Euroseeds, a trade association representing plant breeders, welcomed the result of the vote, with secretary general Garlich von Essen calling on the EU Council to ″demonstrate its commitment to innovation by aligning with the European Parliament’s decision″.
Green groups were uniformly negative, however, with Greenpeace campaigner Eva Corral repre-sentative saying MEPs had ″failed in their duty to protect people’s health, the environment and the future of European farming″ and predicting that farmers would ″pay a high price, becoming increasingly dependent on a few seed firms″.

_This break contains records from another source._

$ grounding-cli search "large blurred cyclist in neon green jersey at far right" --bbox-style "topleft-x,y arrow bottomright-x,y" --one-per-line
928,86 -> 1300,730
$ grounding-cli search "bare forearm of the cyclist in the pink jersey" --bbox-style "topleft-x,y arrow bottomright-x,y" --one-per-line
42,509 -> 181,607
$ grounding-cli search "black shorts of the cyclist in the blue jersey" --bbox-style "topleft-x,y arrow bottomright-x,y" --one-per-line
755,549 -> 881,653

Coincidentally bolstering the case for critics of the GMO deregulation process, the vote took place on the same day the German Federal Agency for Nature Conservation (BfN) published a policy briefing calling for the ″science based regulation of plants from new genomic techniques″, which followed similar conclusions from France’s food safety agency ANSES.
The approach of treating a category of genetically modified crops as equivalent to conventionally bred plants ″lacks a valid scientific basis and violates the precautionary principle, since plausible risks cannot be excluded″, the BfN said in a brief statement accompanying its report.

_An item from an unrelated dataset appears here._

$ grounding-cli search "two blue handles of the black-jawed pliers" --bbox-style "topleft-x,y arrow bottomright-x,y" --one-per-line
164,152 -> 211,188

The organic farming group IFOAM expressed mixed feelings about the parliament’s position, slamming the easing of safety checks for such crops. The group welcomed, however, MEPs’ agreement with its position that all GMOs should be excluded from organic farms, with labelling requirements to make the ban enforceable.
The organic farmers group was doubtful, however, about the parliament’s call for a blanket ban on the patenting of NGT plants, which critics fear could be used by large biotech companies to dominate the market, lock farmers into onerous contracts, or threaten them with legal action should a patented strain take root on their land.
″It is an important declaration of intent, and an acknowledgment of a problem,″ IFOAM policy manager Eric Gall told Euronews. He noted, however, that any ban would involve separately amending a 1998 EU directive on the legal protection of biotechnological inventions. This process in itself could take several years – and even then it would not be binding on the European Patent Office, which is not an EU institution and is governed by a separate international treaty.
As MEPs were voting, divisions between EU countries over whether NGT plans should be patentable or not scuppered an attempt by EU Council presidency holder Belgium to broker an intergovernmental position on the NGT proposal at a meeting of diplomats behind closed doors in Brussels. A source close to the talks told Euronews that governments were divided to an extent that agreement on a negotiating mandate remained elusive.
Discussions around the NGT proposal take place in the shadow of widespread opposition to GMOs from a public that may not appreciate the fine distinction between old and new laboratory techniques. Most EU countries have invoked a clause in the existing GMO Directive that allows them to ban the cultivation of GMO crops on their territory – the present proposal would remove new NGT products from that prohibition.
Belgium hopes to ″take the file as far as possible″ during its six-months as chair of intergovernmental talks. But the clock is ticking, and every delay increases the likelihood that the final negotiations will not happen until after EU elections in June.